Pasalnya, pekerjaan yang dilakukan hampir setiap tahun di Daerah Milik Jalan (Damija) ini diduga kuat mengabaikan standar Keselamatan dan Kesehatan Kerja (K3) serta merugikan ekosistem ekonomi lokal.
Pantauan di lapangan menunjukkan lubang-lubang galian menganga tanpa dilengkapi dengan safety line (garis pembatas) maupun rambu peringatan safety area.
Kondisi ini diperparah dengan gundukan tanah galian yang dibiarkan berceceran di badan jalan tanpa dimasukkan ke dalam karung.
Hal ini dinilai sangat membahayakan para pengguna jalan, terutama pengendara motor yang melintas di malam hari.

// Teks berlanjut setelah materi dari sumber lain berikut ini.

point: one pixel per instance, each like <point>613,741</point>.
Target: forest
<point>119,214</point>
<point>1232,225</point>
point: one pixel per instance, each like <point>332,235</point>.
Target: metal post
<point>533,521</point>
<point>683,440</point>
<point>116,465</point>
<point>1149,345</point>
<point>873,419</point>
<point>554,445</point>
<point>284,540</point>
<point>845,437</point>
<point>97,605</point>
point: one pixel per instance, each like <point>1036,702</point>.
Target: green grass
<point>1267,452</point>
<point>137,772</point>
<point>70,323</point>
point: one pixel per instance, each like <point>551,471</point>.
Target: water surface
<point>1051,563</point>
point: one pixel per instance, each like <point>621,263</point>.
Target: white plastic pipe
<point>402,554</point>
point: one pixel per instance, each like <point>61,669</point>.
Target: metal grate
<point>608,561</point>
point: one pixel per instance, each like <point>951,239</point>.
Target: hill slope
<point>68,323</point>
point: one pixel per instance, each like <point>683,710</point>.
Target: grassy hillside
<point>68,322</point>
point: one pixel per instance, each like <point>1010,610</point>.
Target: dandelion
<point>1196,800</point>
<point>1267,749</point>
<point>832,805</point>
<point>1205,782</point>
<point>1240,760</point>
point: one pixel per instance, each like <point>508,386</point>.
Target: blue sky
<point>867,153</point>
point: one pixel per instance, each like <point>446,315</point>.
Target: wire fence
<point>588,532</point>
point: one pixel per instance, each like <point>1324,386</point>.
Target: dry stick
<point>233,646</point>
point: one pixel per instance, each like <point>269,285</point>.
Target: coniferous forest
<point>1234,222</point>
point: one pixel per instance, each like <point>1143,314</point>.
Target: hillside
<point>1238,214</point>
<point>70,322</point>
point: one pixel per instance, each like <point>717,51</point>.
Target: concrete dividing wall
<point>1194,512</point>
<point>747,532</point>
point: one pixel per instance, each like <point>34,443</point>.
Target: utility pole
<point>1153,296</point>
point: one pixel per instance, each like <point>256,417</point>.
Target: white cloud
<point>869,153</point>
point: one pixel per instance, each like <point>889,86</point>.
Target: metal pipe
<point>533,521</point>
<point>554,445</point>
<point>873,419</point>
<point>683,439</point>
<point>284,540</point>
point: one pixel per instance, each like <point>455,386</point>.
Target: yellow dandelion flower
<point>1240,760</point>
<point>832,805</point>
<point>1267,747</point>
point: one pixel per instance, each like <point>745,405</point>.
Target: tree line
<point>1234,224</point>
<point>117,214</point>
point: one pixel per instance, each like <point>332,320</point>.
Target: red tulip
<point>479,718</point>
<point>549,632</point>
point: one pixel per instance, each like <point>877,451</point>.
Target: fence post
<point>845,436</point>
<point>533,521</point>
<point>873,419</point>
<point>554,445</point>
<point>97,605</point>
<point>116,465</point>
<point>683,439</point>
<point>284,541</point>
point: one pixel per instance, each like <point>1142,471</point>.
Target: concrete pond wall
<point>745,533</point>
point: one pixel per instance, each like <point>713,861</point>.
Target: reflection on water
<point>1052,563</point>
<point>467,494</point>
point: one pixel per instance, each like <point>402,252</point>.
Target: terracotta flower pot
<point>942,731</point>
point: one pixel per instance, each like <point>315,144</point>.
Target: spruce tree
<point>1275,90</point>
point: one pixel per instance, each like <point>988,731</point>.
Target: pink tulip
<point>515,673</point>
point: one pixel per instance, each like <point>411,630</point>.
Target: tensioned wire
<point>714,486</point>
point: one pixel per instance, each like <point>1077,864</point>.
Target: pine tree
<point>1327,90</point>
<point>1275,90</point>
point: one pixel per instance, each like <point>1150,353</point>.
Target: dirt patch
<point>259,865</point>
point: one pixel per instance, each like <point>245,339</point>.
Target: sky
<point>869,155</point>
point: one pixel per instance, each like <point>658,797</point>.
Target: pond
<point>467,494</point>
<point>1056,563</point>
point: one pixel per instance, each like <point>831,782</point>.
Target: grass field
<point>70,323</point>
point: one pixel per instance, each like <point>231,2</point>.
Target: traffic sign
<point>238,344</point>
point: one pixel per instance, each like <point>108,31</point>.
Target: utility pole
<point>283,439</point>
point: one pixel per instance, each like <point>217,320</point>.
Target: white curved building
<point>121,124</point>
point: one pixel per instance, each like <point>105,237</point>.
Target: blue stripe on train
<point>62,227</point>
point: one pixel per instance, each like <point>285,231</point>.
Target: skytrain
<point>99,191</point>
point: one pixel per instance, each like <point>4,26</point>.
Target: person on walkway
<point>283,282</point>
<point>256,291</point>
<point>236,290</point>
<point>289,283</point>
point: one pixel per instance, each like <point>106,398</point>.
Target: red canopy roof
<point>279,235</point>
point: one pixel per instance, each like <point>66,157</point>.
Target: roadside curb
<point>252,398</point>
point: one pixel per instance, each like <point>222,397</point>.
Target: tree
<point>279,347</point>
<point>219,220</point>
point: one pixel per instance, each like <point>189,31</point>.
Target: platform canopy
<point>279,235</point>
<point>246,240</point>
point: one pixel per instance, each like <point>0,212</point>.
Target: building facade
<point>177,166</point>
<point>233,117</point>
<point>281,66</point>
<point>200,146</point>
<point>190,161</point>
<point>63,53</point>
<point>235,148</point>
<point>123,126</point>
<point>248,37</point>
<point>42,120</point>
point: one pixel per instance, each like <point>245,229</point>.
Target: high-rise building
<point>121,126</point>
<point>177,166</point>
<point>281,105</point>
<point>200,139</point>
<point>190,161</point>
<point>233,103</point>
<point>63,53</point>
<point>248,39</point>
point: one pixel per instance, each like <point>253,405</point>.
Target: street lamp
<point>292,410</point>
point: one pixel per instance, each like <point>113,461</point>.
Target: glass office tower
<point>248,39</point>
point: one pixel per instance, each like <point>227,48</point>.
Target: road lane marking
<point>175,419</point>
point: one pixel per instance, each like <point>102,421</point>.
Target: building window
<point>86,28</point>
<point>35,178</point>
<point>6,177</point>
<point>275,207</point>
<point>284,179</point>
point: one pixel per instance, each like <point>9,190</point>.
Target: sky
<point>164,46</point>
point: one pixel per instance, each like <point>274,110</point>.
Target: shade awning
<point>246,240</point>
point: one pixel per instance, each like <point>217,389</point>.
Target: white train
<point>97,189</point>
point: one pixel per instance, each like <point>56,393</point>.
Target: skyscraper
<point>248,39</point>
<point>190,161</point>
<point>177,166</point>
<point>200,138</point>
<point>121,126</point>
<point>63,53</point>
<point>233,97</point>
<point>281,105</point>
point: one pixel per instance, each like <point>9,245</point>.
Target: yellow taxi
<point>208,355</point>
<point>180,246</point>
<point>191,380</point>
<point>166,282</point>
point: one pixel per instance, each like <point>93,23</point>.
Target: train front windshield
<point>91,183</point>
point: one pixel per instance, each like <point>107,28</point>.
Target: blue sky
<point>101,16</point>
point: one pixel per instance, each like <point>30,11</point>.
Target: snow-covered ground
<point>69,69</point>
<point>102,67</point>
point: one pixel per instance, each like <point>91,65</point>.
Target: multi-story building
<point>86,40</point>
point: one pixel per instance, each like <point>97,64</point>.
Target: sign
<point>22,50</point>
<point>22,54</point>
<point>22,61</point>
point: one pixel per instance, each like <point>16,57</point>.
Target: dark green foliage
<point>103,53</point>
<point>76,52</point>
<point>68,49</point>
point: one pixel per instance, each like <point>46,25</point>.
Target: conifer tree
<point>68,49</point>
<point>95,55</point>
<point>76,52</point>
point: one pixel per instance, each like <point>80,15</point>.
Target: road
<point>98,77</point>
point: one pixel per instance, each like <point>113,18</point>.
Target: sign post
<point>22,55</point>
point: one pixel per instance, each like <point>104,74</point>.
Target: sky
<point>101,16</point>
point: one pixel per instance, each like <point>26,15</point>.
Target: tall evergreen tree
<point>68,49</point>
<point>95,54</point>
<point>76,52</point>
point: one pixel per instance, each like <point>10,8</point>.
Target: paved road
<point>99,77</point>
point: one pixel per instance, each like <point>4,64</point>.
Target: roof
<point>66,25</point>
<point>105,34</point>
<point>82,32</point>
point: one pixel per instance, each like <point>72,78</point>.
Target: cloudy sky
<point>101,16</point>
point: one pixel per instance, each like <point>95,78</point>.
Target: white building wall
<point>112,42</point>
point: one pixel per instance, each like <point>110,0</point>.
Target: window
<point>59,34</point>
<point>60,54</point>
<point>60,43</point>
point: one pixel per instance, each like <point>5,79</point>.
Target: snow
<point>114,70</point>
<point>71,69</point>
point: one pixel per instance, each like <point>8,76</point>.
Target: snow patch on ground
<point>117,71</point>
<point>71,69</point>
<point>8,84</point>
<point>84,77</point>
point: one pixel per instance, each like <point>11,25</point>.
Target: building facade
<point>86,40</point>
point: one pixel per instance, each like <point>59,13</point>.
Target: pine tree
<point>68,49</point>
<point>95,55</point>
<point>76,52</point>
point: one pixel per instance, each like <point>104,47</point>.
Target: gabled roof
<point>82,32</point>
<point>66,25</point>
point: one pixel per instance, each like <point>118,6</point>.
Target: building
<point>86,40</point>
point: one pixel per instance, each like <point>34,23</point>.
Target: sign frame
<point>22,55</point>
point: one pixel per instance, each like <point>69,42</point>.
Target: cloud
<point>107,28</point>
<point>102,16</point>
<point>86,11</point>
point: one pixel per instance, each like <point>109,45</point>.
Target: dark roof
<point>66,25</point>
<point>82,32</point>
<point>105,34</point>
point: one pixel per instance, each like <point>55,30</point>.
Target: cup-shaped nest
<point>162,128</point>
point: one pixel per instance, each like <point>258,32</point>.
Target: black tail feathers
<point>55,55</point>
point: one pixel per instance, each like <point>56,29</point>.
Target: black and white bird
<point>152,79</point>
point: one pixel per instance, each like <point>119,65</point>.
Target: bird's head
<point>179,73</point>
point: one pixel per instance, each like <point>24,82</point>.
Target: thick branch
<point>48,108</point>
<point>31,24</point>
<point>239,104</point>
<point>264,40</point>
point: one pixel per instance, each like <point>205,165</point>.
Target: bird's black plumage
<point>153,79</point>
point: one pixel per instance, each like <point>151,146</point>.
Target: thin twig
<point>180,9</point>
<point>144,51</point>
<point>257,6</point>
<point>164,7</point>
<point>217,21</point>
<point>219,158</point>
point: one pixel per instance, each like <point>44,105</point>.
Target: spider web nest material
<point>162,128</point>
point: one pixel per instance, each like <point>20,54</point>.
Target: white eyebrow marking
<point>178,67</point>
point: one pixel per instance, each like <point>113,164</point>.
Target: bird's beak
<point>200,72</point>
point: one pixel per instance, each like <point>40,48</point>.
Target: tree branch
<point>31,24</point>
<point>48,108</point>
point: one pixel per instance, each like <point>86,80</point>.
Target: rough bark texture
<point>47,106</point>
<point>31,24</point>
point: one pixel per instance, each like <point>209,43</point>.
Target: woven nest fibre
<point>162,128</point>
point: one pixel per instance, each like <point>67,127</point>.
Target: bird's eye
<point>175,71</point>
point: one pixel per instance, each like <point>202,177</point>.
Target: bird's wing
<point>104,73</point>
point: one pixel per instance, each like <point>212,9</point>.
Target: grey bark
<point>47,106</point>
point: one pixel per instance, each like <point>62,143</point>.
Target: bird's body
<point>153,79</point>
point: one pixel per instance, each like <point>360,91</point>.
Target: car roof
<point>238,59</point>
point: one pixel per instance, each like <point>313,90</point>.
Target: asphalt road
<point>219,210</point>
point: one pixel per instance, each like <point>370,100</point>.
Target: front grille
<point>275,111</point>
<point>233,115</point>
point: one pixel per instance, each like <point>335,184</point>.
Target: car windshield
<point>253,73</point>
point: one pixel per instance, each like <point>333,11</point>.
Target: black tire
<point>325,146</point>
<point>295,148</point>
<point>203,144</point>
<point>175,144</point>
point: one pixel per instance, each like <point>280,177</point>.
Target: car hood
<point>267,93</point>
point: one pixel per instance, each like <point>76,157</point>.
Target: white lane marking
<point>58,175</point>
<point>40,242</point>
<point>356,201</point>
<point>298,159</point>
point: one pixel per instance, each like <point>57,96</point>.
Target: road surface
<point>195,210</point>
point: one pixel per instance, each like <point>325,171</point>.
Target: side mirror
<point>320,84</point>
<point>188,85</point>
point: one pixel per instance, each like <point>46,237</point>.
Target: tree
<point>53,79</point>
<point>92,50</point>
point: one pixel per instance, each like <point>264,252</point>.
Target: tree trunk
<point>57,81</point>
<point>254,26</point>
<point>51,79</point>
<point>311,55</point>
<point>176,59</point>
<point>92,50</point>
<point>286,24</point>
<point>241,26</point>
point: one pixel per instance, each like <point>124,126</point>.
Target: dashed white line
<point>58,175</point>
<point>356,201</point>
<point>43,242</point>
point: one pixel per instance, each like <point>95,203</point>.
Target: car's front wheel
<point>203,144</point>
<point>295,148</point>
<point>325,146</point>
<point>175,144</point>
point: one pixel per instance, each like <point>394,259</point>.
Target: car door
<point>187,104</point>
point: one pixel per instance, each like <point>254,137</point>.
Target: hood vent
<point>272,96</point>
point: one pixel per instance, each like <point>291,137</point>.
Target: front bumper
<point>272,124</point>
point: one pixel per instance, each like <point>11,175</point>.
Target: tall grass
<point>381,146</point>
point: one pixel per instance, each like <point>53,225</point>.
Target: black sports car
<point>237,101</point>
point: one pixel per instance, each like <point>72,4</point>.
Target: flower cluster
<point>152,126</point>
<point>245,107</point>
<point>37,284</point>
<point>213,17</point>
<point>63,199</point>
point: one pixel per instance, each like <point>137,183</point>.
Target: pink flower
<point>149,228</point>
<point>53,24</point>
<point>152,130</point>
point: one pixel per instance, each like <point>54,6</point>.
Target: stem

“Hampir tiap tahun jalan ini digali terus. Tapi setelah kabel ditanam, bekas galiannya tidak diperbaiki maksimal. Jalan jadi rusak dan bergelombang,” ujar salah satu warga setempat yang geram melihat ulah oknum kontraktor yang seolah “kebal” teguran
Keluhan Para Pedagang
Tak hanya soal keselamatan, aktivitas penggalian ini juga menghambat roda ekonomi warga.
Para pedagang di sepanjang Jalan Lingkar Sukatani mengaku omzet mereka turun drastis akibat lubang galian yang tepat berada di depan kios mereka.
“Pembeli jadi malas mampir kalau di depannya ada lubang besar dan tanah becek. Mereka bebas saja menggali tanpa memikirkan kami yang cari makan di sini. Kalau tidak ditegur keras, tanahnya dibiarkan berantakan begitu saja,” keluh seorang pemilik toko di lokasi, Selasa 14/4/2026.
Hingga berita ini diturunkan, pihak kontraktor pelaksana belum memberikan keterangan resmi terkait minimnya perlengkapan K3 dan koordinasi dengan warga terdampak.
Masyarakat mendesak pihak berwenang untuk segera turun tangan memberikan sanksi tegas kepada oknum kontraktor nakal yang terkesan abai terhadap hak publik dan estetika jalan raya.